Chapter 3
its been a couple years now after the whole thing with me and my ex-boyfriend thing. and all i've thought anout in those couple years were him. is that a sign? does that mean were suppose to get back together?
i had a dream last night. it was wonderful. me and him, we got back together and everything was perfect. now only if he had a phone then i would be talking to him right now.
"few days later"
okay so today is the day that my ex-boyfriend gets out of prison. im not sure if i should try to talk to him.
i wonder what he was thinking about while he was in prison. im kinda scared and excited at the same time.
i mean i havent seen him in 4 years.
i wonder if he remembers me? he has to because thats what got him in prison.
i hate thinking about that day. it was the worst.

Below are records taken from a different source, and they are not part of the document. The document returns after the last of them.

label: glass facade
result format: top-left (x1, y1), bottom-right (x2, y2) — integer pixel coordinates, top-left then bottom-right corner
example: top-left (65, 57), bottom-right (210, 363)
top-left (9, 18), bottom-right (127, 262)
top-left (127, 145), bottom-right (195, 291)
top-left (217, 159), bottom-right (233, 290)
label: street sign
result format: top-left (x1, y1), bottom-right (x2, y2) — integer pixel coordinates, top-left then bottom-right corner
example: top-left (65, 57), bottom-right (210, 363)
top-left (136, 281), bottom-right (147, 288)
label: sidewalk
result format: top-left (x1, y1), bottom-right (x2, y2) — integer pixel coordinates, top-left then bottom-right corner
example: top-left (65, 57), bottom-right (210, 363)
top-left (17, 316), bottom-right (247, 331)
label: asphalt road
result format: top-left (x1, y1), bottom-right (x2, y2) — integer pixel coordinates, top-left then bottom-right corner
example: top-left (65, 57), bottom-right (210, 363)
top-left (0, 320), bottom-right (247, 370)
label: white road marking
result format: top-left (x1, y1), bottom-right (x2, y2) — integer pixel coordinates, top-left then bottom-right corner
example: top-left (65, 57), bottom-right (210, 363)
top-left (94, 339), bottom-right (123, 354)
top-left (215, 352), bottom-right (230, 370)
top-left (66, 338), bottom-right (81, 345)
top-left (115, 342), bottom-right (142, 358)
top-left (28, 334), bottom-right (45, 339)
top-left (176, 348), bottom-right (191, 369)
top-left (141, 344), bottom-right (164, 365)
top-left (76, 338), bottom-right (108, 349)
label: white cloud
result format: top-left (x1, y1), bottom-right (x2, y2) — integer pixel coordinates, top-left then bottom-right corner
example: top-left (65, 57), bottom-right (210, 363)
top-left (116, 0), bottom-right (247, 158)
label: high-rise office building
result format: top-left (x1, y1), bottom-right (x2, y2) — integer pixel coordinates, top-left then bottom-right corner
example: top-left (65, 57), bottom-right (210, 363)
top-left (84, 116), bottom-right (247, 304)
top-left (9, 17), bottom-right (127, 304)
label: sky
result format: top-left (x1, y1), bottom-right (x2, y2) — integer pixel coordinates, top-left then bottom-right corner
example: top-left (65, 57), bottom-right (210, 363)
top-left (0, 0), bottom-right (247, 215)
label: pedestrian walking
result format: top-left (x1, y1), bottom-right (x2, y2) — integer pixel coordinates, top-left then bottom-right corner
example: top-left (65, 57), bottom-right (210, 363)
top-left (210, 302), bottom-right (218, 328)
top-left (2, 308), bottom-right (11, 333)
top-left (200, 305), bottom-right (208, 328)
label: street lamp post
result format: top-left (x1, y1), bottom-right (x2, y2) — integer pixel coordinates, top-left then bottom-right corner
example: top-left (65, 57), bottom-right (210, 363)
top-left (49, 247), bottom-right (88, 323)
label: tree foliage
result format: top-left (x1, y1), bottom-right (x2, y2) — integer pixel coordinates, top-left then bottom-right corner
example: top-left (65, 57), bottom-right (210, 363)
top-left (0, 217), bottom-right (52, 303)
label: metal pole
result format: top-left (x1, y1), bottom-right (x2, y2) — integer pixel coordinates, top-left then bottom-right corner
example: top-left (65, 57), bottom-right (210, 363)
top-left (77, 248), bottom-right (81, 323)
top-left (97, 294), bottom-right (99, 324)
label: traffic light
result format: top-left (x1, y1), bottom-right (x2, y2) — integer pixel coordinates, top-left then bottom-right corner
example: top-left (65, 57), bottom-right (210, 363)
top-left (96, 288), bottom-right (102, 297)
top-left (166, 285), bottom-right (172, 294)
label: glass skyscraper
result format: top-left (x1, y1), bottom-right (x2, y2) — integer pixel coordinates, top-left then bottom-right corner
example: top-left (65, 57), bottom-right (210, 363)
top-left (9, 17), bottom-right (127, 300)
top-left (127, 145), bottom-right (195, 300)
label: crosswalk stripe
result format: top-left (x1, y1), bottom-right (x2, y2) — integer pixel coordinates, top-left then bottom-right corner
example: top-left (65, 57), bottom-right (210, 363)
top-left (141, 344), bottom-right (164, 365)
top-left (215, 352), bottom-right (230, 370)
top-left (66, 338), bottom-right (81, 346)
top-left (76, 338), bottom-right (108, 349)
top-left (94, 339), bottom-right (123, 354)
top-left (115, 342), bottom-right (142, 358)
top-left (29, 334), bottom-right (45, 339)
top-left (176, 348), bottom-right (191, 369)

i've been thinking, for a while now. and im going to see him, today.
im still trying to figure out what happend to us. i thought we were going to be dating forever. im still brokenhearted.
i have dreams about him every night.
i know that has to mean something. it has to.
okay so i just got back from his house and we talked about why we broke up. and just stuff about that. and he told me he was on drugs the day that he laughed at me and yelled at me. i guess i could understand but i just sat there nodding my head.
he also told me. that the reason he had come to rape me was because his drug dealer said if he didnt he was giving him the stuff anymore. so i guess thats understandable too, but i didnt speak at all for the first hour.
after i finally spoke he instantly fell in love with me. he said it brings him back to the good old times.
so i kept talking since it made him happy. after we talked most of the day. something just jumped inside of me!
i leaned forward and kissed him on the lips. i was so embarressed but i felt like i had to. it was meant to be. i couldnt help it.
after the kiss he just looked at me. i couldnt hold it in i told him. but he still just sat there and stared at me. so i thought that was me cue to leave. so i got my stuff and left. on my way down the front steps i heard him yell at me from his window. "meet me at 8!"
i felt the love back inside me. i felt us coming together. i felt AMAZING!